We need a black box into which you put this message M
with a delay of N
seconds and after N
seconds have elapsed, this black box pushes the message to service S
’s kafka topic.
Inside the black box
For Blackbox to work we need a scheduler with a backing store that can store jobs and survive restarts. We leverage Redis for this, specifically Redis Sorted Sets.

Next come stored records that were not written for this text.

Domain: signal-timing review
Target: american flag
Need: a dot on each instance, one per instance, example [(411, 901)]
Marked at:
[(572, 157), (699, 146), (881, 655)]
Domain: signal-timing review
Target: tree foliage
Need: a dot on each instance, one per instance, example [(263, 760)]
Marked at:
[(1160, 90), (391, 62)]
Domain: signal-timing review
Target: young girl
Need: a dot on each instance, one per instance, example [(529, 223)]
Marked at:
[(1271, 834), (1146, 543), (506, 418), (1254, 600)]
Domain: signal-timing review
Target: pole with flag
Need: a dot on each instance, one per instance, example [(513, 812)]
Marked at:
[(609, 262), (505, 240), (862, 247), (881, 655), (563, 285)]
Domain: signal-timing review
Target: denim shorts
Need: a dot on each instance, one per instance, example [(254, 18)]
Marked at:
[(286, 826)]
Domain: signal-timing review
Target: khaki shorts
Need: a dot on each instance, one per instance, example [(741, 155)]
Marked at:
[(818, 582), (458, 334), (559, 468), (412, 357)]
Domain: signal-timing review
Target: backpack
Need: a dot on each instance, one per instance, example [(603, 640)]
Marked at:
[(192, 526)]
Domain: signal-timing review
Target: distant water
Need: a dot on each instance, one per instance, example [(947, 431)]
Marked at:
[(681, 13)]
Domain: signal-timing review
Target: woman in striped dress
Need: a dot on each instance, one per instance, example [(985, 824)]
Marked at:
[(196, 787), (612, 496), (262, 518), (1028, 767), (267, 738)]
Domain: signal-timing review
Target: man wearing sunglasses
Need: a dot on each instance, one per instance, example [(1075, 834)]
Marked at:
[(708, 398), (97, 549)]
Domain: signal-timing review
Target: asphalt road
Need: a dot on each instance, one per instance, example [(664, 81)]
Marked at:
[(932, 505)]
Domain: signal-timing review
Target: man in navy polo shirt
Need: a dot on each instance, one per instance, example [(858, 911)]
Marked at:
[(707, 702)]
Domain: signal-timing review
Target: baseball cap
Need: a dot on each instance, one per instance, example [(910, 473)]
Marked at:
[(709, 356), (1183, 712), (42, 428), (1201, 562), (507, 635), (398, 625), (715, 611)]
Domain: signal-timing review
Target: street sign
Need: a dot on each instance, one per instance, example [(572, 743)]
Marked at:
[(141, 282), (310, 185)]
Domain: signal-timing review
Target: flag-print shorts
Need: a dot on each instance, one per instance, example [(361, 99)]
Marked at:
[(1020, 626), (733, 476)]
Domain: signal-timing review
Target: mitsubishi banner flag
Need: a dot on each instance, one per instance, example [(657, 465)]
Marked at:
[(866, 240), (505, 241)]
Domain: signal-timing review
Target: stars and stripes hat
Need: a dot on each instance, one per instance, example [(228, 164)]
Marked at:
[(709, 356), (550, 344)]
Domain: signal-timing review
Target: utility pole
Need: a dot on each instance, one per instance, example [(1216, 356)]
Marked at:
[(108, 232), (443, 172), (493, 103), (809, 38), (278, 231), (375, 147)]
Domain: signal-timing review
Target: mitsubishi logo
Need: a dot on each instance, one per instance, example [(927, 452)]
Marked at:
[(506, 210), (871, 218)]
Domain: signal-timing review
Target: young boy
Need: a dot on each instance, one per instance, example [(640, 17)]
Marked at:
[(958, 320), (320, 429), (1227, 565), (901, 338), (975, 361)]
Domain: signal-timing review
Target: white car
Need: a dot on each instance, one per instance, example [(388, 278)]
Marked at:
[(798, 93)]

The flow comes out to be, the service S
pushes the message M
that it wants to schedule later t
to a topic of this black box, TB
, consumed by our black box service B
. This message is pushed to a sorted set in Redis which is inspected at regular intervals to get messages that are ready to be triggered, and then B
pushes this M
to Service’s S
topic T
, thus achieving our goal. We will go into detail about this Redis key works, and how we poll this in a while, first let’s visualize the flow for better understanding.
Message M
The service S
pushes the following message M
to the black box service’s topic TB
{
"topic": "T",
"message": "<message body>",
"countdown": 120 // in seconds
}
and the following headers for better tracking
CALLER_SERVICE=S
The message body includes the topic T
where the message with ultimately go. The message contains the body that needs to be sent on the topic T
after countdown
seconds.
Scheduler and zadd
The scheduler is a kafka consumer on the topic TB
which parses the message M
. It generates a unique UUID for this message, say U
.
Then sets a key in Redis,
SET U '{"topic": "T", "message": "<message body>"}'
This will come into the picture when the message is ready to be pushed.
Now comes the most important part, the set we have been talking about for a while.
A quick detour to understand how Redis Sorted Sets work.
Redis Sorted Sets
Sorted sets in Redis are a powerful data structure that combines the features of sets and sorted lists. They allow you to store a collection of unique elements while assigning a score or rank to each element. This score is used to determine the order of elements in the set, making sorted sets an excellent choice for applications that require ordered data.
localhost:6379> zadd blackbox-delay-key 2 uuid1
(integer) 1
localhost:6379> zadd blackbox-delay-key 1 uuid2
(integer) 1
localhost:6379> zadd blackbox-delay-key 3 uuid3
(integer) 1
localhost:6379> zrange blackbox-delay-key 0 2 BYSCORE limit 0 10
1) "uuid2"
2) "uuid1"
We add a key uuid1 with a score of 2
and similarly all the rest keys. We can then query this set using a range which returns us the desired result.
Now that we understand how redis sets work, let’s get back to our service.
We push the message UUID to our global set of this black box,
zadd blackbox-delay-key NX time.Now()+countdown U
Cron and zrange
Now that our message is pushed to our “scheduling” queue, we have an in-memory cron in our scheduler which runs every 1 second and polls blackbox-delay-key
, using
zrange delay-key 0 times.Now() BYSCORE limit 0 10
this returns all the keys lying in the range.
If you note the range we have specified, we query all keys in range 0 up to the current time, which gives us all keys that are ready to be run.
We fetch all the key data from the data we stored in the earlier step
GET U
and push the message to Kafka topics set in the message.
At last, to clean up the used keys, we delete from blackbox-delay-key set
zrem [keys...]
This completes our delayed implementation of kafka messages.
A few optimizations
- Over time the keys in Redis might accumulate if not cleared. We can set expiry while setting a message in Redis
SET U '{"topic": "T", "message": "<message body>"}' EX coutdown+900
(900 is an arbitrary number). This ensures that all keys set will be deleted if not triggered after 15 minutes of the expected trigger point.
-
After we have triggered the task/message, we can explicitly call
DEL U
to remove the key data, thus preventing any orphan keys in Redis. -
While fetching messages to be scheduled we have given a limit of 10, which can be tweaked according to the use case.
- Currently our solution polls the Redis at 1-second intervals, which means we support minimum 1-second accuracy, we can easily extend it to a few hundred milliseconds according to the use case.